On August 23, 2006, representatives of TBESC Task Order 6, “Regional Capacity-Building in Low-Incidence Areas,” met in Bremerton, Washington, for an annual review and update. Participants included state TB program staff from Montana, Utah, Wyoming and Idaho; CDC DTBE staff; and Francis J. Curry National Tuberculosis Center staff. The presentation given by Dr. Christine Hahn, Idaho Health Officer, included a discussion of an outbreak among epi-linked and genotype-linked homeless persons; the outbreak involved the states of Idaho, Washington, Oregon, and Montana. This outbreak serves as a good case study for the TB Outbreak Advisory Group within Task Order 6.

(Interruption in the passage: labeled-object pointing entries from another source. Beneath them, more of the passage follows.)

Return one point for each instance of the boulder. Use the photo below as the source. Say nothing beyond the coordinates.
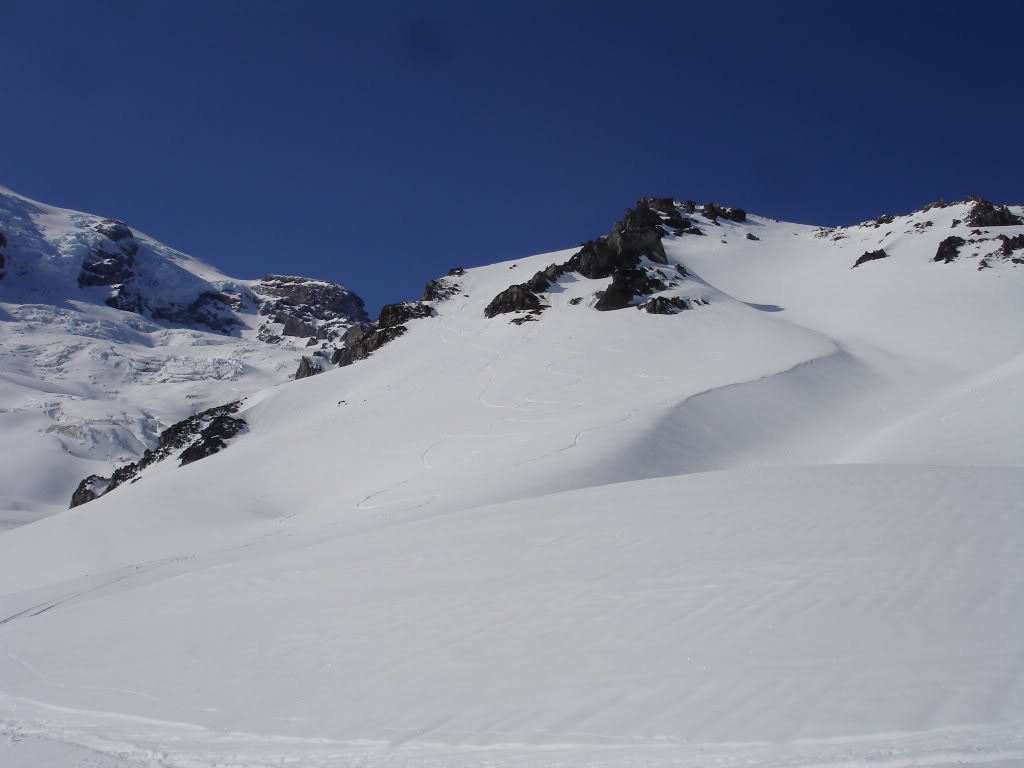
(320, 299)
(395, 314)
(201, 435)
(91, 487)
(870, 256)
(984, 213)
(363, 340)
(102, 267)
(513, 299)
(665, 305)
(626, 285)
(1009, 244)
(295, 327)
(307, 367)
(948, 249)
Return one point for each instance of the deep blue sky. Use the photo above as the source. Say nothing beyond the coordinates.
(378, 143)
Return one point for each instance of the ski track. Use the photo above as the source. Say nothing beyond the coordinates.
(140, 742)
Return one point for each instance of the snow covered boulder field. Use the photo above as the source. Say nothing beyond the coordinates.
(705, 492)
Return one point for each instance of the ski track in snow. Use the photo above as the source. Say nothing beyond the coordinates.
(463, 622)
(1000, 747)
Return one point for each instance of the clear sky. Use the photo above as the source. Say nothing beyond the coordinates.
(379, 143)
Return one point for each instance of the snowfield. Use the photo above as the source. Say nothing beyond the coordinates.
(782, 528)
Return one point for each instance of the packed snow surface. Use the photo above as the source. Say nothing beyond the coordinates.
(782, 528)
(85, 387)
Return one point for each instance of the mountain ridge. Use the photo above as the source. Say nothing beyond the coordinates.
(775, 528)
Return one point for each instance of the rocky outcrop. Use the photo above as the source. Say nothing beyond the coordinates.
(619, 255)
(112, 262)
(948, 249)
(395, 314)
(361, 341)
(107, 268)
(91, 487)
(870, 256)
(1011, 244)
(513, 299)
(627, 284)
(325, 300)
(119, 232)
(984, 213)
(444, 288)
(307, 367)
(306, 307)
(196, 437)
(665, 305)
(714, 212)
(211, 308)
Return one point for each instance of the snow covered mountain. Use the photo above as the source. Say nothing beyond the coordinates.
(108, 337)
(711, 488)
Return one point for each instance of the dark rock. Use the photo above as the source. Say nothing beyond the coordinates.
(524, 318)
(984, 213)
(642, 216)
(361, 341)
(125, 297)
(513, 299)
(663, 205)
(307, 367)
(1009, 244)
(342, 356)
(213, 438)
(665, 305)
(356, 333)
(211, 308)
(320, 299)
(395, 314)
(597, 258)
(295, 327)
(114, 229)
(441, 289)
(713, 211)
(107, 268)
(263, 334)
(91, 487)
(949, 249)
(627, 284)
(636, 243)
(543, 280)
(201, 435)
(870, 256)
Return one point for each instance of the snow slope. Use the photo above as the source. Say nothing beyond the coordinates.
(85, 386)
(780, 528)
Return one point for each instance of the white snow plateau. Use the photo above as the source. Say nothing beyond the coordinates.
(779, 524)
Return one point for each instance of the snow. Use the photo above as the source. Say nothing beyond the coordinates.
(85, 387)
(781, 528)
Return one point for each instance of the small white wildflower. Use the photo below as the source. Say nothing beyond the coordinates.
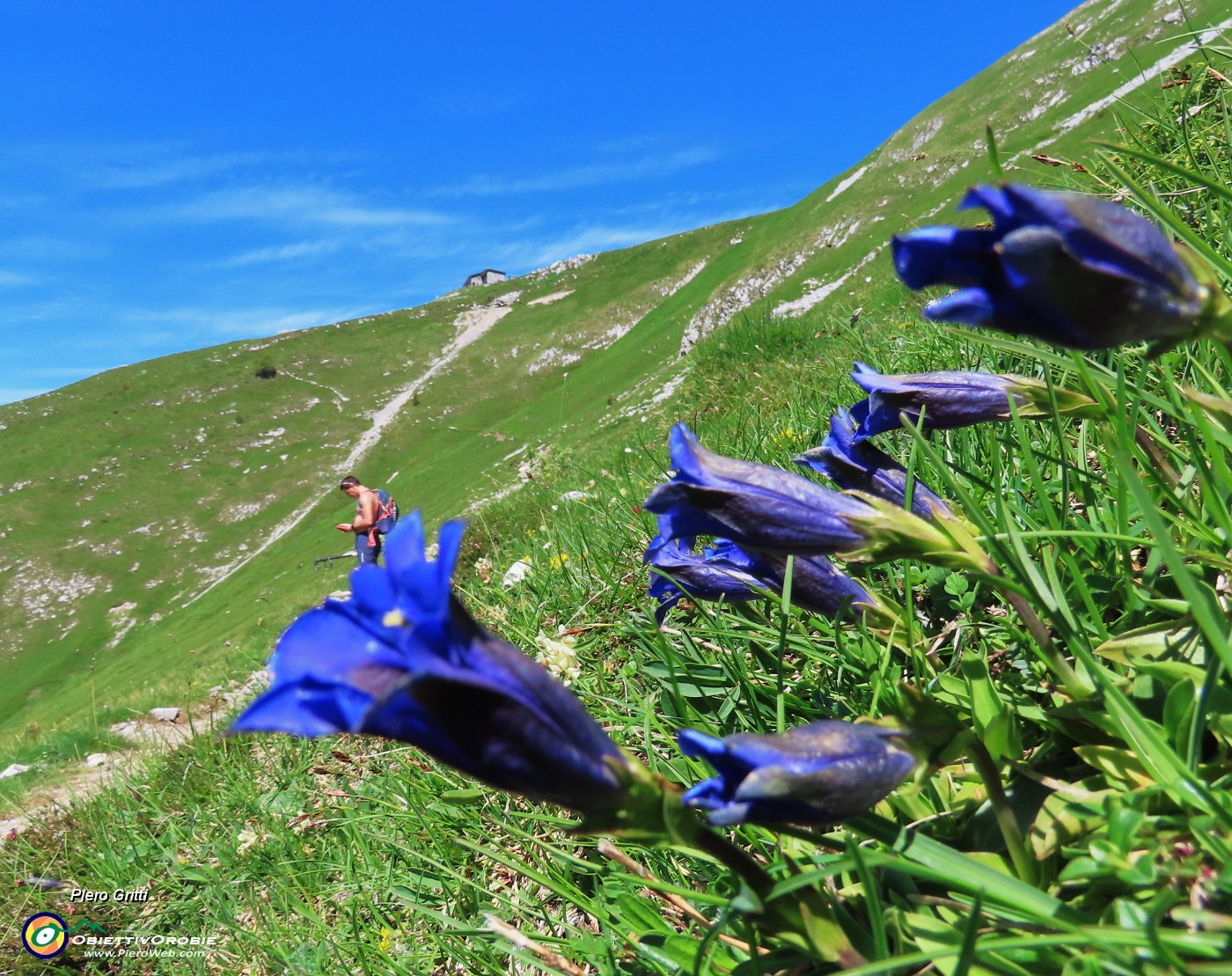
(517, 573)
(558, 656)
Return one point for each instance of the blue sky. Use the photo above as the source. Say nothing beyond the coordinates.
(175, 175)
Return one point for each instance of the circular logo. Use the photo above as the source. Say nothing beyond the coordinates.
(43, 936)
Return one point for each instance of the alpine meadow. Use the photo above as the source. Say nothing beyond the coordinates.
(844, 588)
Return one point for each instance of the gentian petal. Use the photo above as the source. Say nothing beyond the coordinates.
(1071, 268)
(757, 507)
(404, 659)
(818, 773)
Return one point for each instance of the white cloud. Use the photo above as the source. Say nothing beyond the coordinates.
(299, 205)
(280, 253)
(15, 279)
(595, 174)
(243, 323)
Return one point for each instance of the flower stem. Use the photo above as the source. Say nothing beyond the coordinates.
(810, 918)
(1024, 864)
(1035, 627)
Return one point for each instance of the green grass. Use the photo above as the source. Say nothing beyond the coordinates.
(357, 855)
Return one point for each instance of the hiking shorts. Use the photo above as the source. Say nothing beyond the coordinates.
(367, 554)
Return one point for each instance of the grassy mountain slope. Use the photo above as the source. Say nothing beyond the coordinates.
(132, 503)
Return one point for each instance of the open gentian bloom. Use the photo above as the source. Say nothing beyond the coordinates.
(818, 773)
(862, 467)
(948, 398)
(757, 507)
(724, 572)
(403, 659)
(1071, 268)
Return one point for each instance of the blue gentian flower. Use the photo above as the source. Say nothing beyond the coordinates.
(726, 572)
(860, 467)
(757, 507)
(718, 572)
(403, 659)
(818, 773)
(948, 398)
(1066, 268)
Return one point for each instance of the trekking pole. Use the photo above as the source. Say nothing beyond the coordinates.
(330, 559)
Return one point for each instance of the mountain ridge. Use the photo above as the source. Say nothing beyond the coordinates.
(187, 473)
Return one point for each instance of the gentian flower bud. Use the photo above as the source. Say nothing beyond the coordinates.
(402, 658)
(726, 572)
(952, 398)
(862, 467)
(818, 773)
(718, 572)
(757, 507)
(1069, 268)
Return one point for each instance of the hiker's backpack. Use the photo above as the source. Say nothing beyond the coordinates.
(387, 511)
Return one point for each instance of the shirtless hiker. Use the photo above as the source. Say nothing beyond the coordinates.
(370, 505)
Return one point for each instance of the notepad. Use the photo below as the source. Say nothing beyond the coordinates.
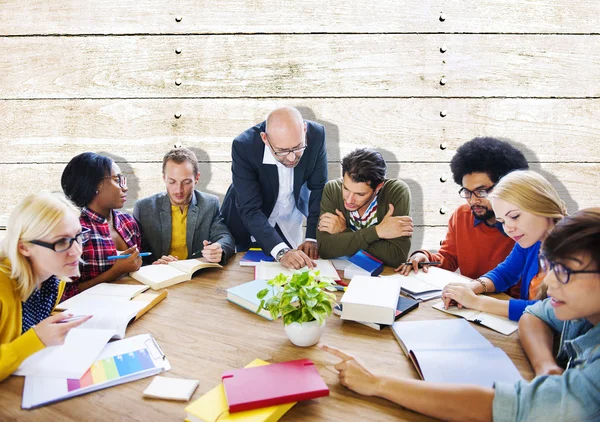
(114, 294)
(270, 270)
(171, 388)
(497, 323)
(452, 351)
(405, 305)
(244, 295)
(371, 299)
(120, 362)
(166, 275)
(428, 285)
(275, 384)
(213, 405)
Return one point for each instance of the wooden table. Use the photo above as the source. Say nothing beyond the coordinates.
(203, 335)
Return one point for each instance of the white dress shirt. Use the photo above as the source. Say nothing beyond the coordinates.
(285, 213)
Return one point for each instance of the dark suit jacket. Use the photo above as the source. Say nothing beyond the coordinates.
(252, 196)
(204, 222)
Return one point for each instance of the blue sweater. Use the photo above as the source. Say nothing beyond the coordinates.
(520, 264)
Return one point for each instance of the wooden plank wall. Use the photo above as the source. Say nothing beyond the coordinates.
(414, 79)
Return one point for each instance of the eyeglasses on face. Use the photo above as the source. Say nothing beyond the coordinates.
(479, 193)
(119, 178)
(65, 243)
(286, 152)
(562, 273)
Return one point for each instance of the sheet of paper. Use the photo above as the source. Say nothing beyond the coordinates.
(70, 360)
(108, 314)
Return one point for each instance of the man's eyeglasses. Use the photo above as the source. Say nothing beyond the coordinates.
(66, 243)
(562, 273)
(119, 178)
(479, 193)
(286, 152)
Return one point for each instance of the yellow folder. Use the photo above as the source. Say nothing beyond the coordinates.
(212, 407)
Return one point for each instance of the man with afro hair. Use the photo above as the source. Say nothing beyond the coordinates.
(475, 242)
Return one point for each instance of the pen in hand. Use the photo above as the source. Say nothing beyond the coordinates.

On August 24–25, the Rocky Mountain Fifth Annual Regional Meeting was also held in Bremerton, WA, in the Kitsap Government Building. This meeting was attended by 46 participants from Wyoming, Utah, Montana, Idaho, Oregon, Alaska, and Washington. Attendees included staff of local health departments, state corrections, Immigration and Customs Enforcement (ICE), and Division of Quarantine at Seattle-Tacoma International Airport. The 2-day regional meeting was hosted by Dr. Scott Lindquist, Kitsap County Health Officer and Department of Health TB Medical Consultant. Dr. Lindquist and Dr. Diana Schneider from the Division of Immigration Health Services, Washington, DC, gave a presentation on continuity of TB therapy for ICE detainees as well as an overview of the migration stream into Washington and the role of the civil surgeon screening. Updates on genotyping were presented by Lorena Jeske, WA State TB Nurse Consultant, Dr. Christine Hahn, Idaho Health Officer, and Denise Ingman, Montana TB Control Officer. Tom Stuebner, Director of the Francis J. Curry National Tuberculosis Center, reviewed the outcome of the 2005 Training and Education needs assessment for the western region of the United States; the top three training topics indicated by respondents included multidrug-resistant TB (MDR TB); legal issues related to TB; and pediatric TB.  Dr. Kim Thorburn, Health Officer for the Spokane County Health District, and Karen Crouse, Spokane County Lab Director, described the QuantiFERON-TB Gold in vitro diagnostic test and the process of implementing this assay in a public health laboratory. TB Program Managers Cristie Chesler (Utah) and Kim Field (Washington) compared and contrasted the cohort review processes as practiced in their respective states. Dr. Masa Narita, Medical Director of the Seattle and King County Public Health TB Program, gave a presentation on TB outbreaks in a school, among methamphetamine users, and in university settings. Phil Talboy, DTBE Deputy Director, provided an overview of 2006 appropriations for TB prevention and control and laboratory cooperative agreements. Maureen Wilce, DTBE, provided an update on the national initiative for TB program evaluation.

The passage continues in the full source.